DeBorg was upheld because they had a policy that was applied to all students (therefore non-discriminatory under Section 504) and other options were tendered to the parents.
" the DeBord case (1997), the court found for the school district in a dispute regarding the school nurse's refusal to administer a dose of Ritalin that would have exceeded the total daily dosage recommended in the Physician's Desk Reference. Critical to the court's finding was the school district's policy supporting the nurse's review of all medication orders prior to administration to insure compliance with safety standards. Because the policy applied to all students, the court did not find discrimination on the basis of the student's disability, as alleged. In addition, the district had tried to accommodate the medication order by suggesting alternate accommodations (e.g., allowing a parent to administer the dose or dismissing the student early)...."
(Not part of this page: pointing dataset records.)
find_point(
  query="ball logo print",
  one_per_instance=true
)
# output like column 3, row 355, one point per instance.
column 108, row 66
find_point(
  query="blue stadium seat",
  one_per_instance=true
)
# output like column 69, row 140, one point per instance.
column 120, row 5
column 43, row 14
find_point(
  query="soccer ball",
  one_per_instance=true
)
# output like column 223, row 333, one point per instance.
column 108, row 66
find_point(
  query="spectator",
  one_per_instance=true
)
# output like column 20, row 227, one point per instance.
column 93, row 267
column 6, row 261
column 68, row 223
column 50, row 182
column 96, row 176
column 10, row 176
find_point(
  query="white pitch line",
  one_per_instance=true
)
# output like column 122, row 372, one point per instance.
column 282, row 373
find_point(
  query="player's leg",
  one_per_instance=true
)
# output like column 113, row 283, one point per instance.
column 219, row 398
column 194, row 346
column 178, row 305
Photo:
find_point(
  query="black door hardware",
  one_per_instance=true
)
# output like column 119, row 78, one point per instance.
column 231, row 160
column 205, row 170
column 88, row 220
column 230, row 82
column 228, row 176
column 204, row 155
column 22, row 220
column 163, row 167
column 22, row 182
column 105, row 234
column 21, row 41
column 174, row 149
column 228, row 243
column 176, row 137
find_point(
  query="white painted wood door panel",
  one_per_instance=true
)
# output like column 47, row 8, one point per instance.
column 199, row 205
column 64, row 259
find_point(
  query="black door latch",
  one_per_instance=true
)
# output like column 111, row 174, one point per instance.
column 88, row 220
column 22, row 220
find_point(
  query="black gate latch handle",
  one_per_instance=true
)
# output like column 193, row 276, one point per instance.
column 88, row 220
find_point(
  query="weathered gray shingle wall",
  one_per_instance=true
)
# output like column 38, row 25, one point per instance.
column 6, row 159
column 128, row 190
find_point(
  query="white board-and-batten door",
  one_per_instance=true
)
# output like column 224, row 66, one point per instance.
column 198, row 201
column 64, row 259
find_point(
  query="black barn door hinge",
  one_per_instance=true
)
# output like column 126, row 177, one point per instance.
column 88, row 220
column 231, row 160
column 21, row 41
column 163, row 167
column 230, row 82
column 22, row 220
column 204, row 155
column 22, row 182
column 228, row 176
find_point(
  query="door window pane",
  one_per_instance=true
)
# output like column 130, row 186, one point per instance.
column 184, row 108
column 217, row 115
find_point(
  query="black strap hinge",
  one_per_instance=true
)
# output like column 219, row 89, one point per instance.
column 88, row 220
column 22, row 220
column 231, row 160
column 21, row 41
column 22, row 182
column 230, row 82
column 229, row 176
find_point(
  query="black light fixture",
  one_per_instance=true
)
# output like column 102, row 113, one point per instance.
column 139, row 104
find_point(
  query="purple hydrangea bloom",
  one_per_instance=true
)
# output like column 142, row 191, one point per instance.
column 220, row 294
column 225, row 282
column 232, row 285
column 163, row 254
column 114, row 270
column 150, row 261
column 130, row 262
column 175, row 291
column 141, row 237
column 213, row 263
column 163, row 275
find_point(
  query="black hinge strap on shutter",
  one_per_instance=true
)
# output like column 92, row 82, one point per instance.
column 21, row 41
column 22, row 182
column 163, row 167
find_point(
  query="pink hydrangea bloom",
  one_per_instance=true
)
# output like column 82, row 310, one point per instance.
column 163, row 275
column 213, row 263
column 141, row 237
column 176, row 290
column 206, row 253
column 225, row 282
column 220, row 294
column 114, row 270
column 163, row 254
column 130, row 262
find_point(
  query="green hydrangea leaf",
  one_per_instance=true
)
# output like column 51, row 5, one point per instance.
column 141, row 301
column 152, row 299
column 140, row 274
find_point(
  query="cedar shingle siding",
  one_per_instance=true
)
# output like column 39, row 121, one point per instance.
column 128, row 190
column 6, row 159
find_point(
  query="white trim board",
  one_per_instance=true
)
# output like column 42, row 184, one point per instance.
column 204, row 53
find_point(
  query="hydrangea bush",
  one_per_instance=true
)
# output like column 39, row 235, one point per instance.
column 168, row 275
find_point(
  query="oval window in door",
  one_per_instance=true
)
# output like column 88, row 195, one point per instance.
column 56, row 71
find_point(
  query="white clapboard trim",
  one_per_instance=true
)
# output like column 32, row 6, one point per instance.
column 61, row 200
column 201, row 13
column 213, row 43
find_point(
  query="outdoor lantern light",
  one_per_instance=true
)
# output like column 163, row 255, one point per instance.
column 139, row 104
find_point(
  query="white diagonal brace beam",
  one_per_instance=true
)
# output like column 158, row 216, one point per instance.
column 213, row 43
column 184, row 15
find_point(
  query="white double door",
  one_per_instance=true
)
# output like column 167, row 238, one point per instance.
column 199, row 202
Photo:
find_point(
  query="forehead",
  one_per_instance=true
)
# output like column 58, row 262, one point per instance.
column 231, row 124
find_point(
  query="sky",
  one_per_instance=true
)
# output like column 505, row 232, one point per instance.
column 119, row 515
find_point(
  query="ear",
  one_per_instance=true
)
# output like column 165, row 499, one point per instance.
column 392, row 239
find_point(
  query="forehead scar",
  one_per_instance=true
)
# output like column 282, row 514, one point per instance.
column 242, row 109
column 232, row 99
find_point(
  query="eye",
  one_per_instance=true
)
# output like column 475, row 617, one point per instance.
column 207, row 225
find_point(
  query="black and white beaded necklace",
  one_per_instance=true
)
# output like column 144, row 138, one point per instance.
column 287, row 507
There may be several ways for you to handle this.

1) Write a letter to the sd releasing them and the nurse from all liability for administering the rx as written. Attach doctor's letter.

2) Check their policy to see if the practice is applicable across the board, and if not, go from there.

3) Let them know that natural consequences for the sd will prevail, e.g., withholding prescribed medications will present with behavioral problems to contend with, insist on compensatory education, tutors, etc., if they prove to be needed. Also, student can not be disciplined for sd not following doctors orders.

4) You didn't say what medication you are referring to, so check with-doctor to see if the dosages can be rearranged, longer-acting medication prescribed, etc.

5) Write a letter holding the sd responsible for whatever may occur because of their refusal to following doctor's orders, e.g., student hurts self or others, runs away from school, violent outbursts, etc.

Send any letters via Certified Mail.

I don't have a problem with the nurse trying to protect the student. No do I fault her for wanting to protect herself and the District from liability. Doctor's and pharmacies do make mistakes, so checking this type of thing when there is a questions is a good safeguard to have in place in my opinion.

On the other hand, sds and personnel have huge amounts of immunity from prosecution. They have done their duty by redflagging a potential problem for the parent. For cases like this, the sd can design a simple form the parent(s) can sign releasing them from liability if they want to. It doesn't have to turn into a power struggle nor end up being a case of medical neglect on the sd's part.